Louis Lab research featured in Scientific American
Fruit Flies Plug into the Matrix: A new budget-friendly virtual-reality system helps researchers study the brains of small animals
Bugs and fish don’t play video games or attend teleconferences, but they can still explore virtual reality—complete with visual effects, tastes and smells. A new system called PiVR—named after the low-cost Raspberry Pi computer that runs its software—creates working artificial environments for small animals such as zebra fish larvae and fruit flies. Developers say the system’s affordability could help expand research into animal behavior.

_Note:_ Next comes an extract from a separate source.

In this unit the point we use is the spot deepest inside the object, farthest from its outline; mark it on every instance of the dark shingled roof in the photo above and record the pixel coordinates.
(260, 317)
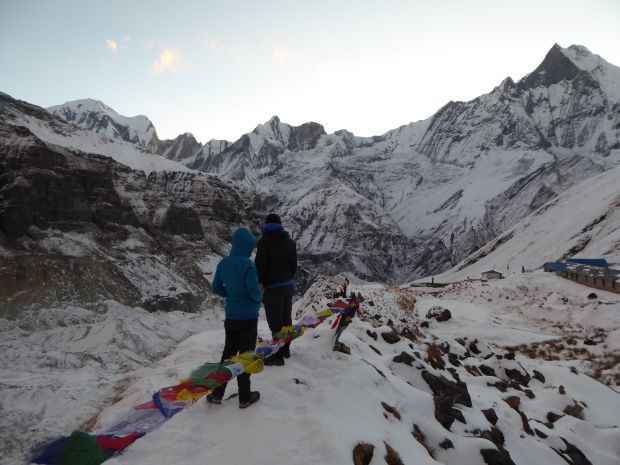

PiVR’s purpose is not to get these creatures plugged into the Matrix. Rather it lets scientists measure an animal’s behavior in real time while it responds to a controlled environment. The technology both provides the environment and tracks the animal within it using cameras and other sensors. This approach is useful in experiments aiming to learn more about how an external stimulus spurs the brain to perform an action. “What the tracker allows us to do is know what the animal is currently doing and then adapt the type of stimulation,” says Matthieu Louis, a biologist at the University of California, Santa Barbara, and a co-author of the study. As a result, “the subject now has the ability to make choices. Its actions lead to outcomes,” explains Alexandra Moore, a graduate student in neurobiology at Harvard Medical School, who was not involved in the new research. “And that kind of experimental situation is ... essential for starting to understand how brains accomplish more sophisticated kinds of cognition.”